Five types of tickets existed at the time the system was replaced:
- McHarry's bus issue: old style paper ticket
- Benders bus issue: thermally printed paper ticket
- Preprinted: paper ticket on which the valid date was clipped out
- V/Line rail ticket: standard V/Line thermal ticket with GTS code marked on it
- V/Line rail ticket: standard V/Line conductor issued ticket with GTS code marked on it

=== Myki rollout (2008–2014) ===
The myki smartcard system was introduced on four Geelong bus routes in December 2008, and on 2 March 2009 all Geelong and Bellarine Peninsula bus routes were switched to myki. From 2009, timetables and signage were rebranded as Geelong Transit under the standard Viclink orange theme. Short-term myki tickets were sold on Geelong buses until April 2013, when they were discontinued in line with statewide policy. Myki was subsequently rolled out to V/Line Geelong line services between July 2013 and February 2014, incorporating the coordinated bus fares that had previously existed under GTS ticketing. V/Line paper tickets and eTickets for long distance services to Geelong area stations continue to include travel on Geelong and Bellarine bus networks, denoted by the +GTS code printed on the ticket.

=== Regional Rail Link Reform ===
In June 2015, coinciding with the opening of the Regional Rail Link, the Geelong and Bellarine Peninsula bus network was comprehensively redesigned by Public Transport Victoria.
 All existing routes were replaced and renumbered, with the new network introducing more direct routes, removing confusing loops and one-way services, and extending coverage into growth areas at Curlewis and Leopold. Many routes were upgraded to run every 20 minutes on weekdays, with timetables coordinated with the improved train services made possible by Regional Rail Link. Services to Deakin University's Waurn Ponds campus were significantly expanded, and Torquay services were boosted to run up to every 20 minutes on weekdays.

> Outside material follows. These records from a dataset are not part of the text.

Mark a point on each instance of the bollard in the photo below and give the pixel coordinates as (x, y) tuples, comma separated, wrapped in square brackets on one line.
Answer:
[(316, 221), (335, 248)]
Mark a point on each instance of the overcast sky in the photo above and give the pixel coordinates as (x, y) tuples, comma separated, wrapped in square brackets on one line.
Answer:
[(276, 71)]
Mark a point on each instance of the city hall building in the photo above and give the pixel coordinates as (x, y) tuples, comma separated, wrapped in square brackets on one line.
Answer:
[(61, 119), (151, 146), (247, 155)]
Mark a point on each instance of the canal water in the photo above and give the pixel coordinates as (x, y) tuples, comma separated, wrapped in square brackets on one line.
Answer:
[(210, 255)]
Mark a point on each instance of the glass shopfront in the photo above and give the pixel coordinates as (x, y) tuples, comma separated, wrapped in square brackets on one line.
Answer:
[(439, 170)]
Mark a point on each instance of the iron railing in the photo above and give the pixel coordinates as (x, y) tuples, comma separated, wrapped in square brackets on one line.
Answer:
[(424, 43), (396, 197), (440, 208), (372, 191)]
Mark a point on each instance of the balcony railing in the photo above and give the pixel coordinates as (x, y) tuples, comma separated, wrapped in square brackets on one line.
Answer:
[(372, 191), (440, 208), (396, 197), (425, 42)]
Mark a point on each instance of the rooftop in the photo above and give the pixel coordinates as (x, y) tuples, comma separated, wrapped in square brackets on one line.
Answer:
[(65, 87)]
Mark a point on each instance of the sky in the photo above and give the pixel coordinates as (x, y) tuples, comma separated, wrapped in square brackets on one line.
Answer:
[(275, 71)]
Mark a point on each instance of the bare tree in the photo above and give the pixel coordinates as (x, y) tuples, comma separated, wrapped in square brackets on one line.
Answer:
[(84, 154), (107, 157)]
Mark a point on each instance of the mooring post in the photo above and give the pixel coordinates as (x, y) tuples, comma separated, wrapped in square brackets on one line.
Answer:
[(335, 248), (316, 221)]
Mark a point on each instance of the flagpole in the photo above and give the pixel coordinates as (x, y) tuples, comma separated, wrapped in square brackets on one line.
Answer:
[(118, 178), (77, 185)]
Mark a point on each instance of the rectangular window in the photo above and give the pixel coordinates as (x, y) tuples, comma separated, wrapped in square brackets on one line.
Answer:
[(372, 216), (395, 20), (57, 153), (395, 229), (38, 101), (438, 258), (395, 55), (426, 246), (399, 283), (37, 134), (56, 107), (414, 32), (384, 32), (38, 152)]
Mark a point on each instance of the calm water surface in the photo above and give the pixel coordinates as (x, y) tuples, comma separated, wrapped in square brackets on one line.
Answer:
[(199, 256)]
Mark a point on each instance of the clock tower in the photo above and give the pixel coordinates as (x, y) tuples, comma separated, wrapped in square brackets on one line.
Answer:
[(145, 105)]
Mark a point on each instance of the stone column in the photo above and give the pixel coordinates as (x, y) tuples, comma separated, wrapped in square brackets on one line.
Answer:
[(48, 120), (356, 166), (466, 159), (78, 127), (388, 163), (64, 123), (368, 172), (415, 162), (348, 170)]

=== Armstrong Creek and Torquay network reform (2024) ===
In June 2024, the Geelong bus network was further revised to serve the growing areas of Armstrong Creek, Charlemont and Torquay. Routes 50 and 51, which had operated since the 2015 network redesign, were retired and replaced by three new routes. Route 53 provides a direct service between Torquay and Geelong Station via the Surf Coast Highway, while routes 52 and 54 provide local services connecting Jan Juc and Torquay respectively to Marshall Station. Route 45 was extended to serve Oberon High School and nearby estates along Central Boulevard. A proposed western Torquay loop via Beach Road and Kithbrooke Park Boulevard was not included in the final network, following concerns raised by some residents about the placement of bus stops and the route's impact on traffic.

==Current operations==
CDC Geelong operates the following routes:
  - North Shore Station to Deakin University via Geelong City
  - Lara Station to Corio Village via Lara South
  - Lara Station to Lara West
  - Lara Station to Avalon Airport
  - Geelong to Bannockburn
  - Geelong Station to Corio Shopping Centre
  - Geelong Station to North Shore Station via Anakie Rd
  - Corio Village to North Shore Station
  - Geelong Station to North Geelong Station via Newtown
  - Geelong Station to Bell Post Hill
  - Geelong Station to Deakin University via Highton

McHarry's Buslines operates the following routes:
  - Geelong Station to Whittington via Newcomb
  - Geelong Station to St Albans Park
  - Geelong Station to Leopold
  - Geelong Station to Deakin University via Breakwater
  - Geelong Station to Deakin University via Grovedale
  - Geelong Station to Deakin University via South Valley Rd
  - Armstrong Creek to Waurn Ponds Shopping Centre via Waurn Ponds Station
  - Kalkee Retirement Village to Belmont Village SC
  - Jan Juc to Marshall Station
  - Geelong Station to Torquay (Bell St)
  - Torquay (Bell St) to Marshall Station
  - Geelong Station to Ocean Grove via Barwon Heads
  - Geelong Station to Queenscliff via Ocean Grove
  - Geelong Station to St Leonards via Portarlington
  - Geelong Station to Drysdale via Clifton Springs
  - Geelong to Inverleigh via Fyansford

==Infrastructure==
The main terminals for Geelong buses are at Geelong railway station and the Moorabool Street Bus Interchange, located between Ryrie Street and Malop Street in the Geelong CBD.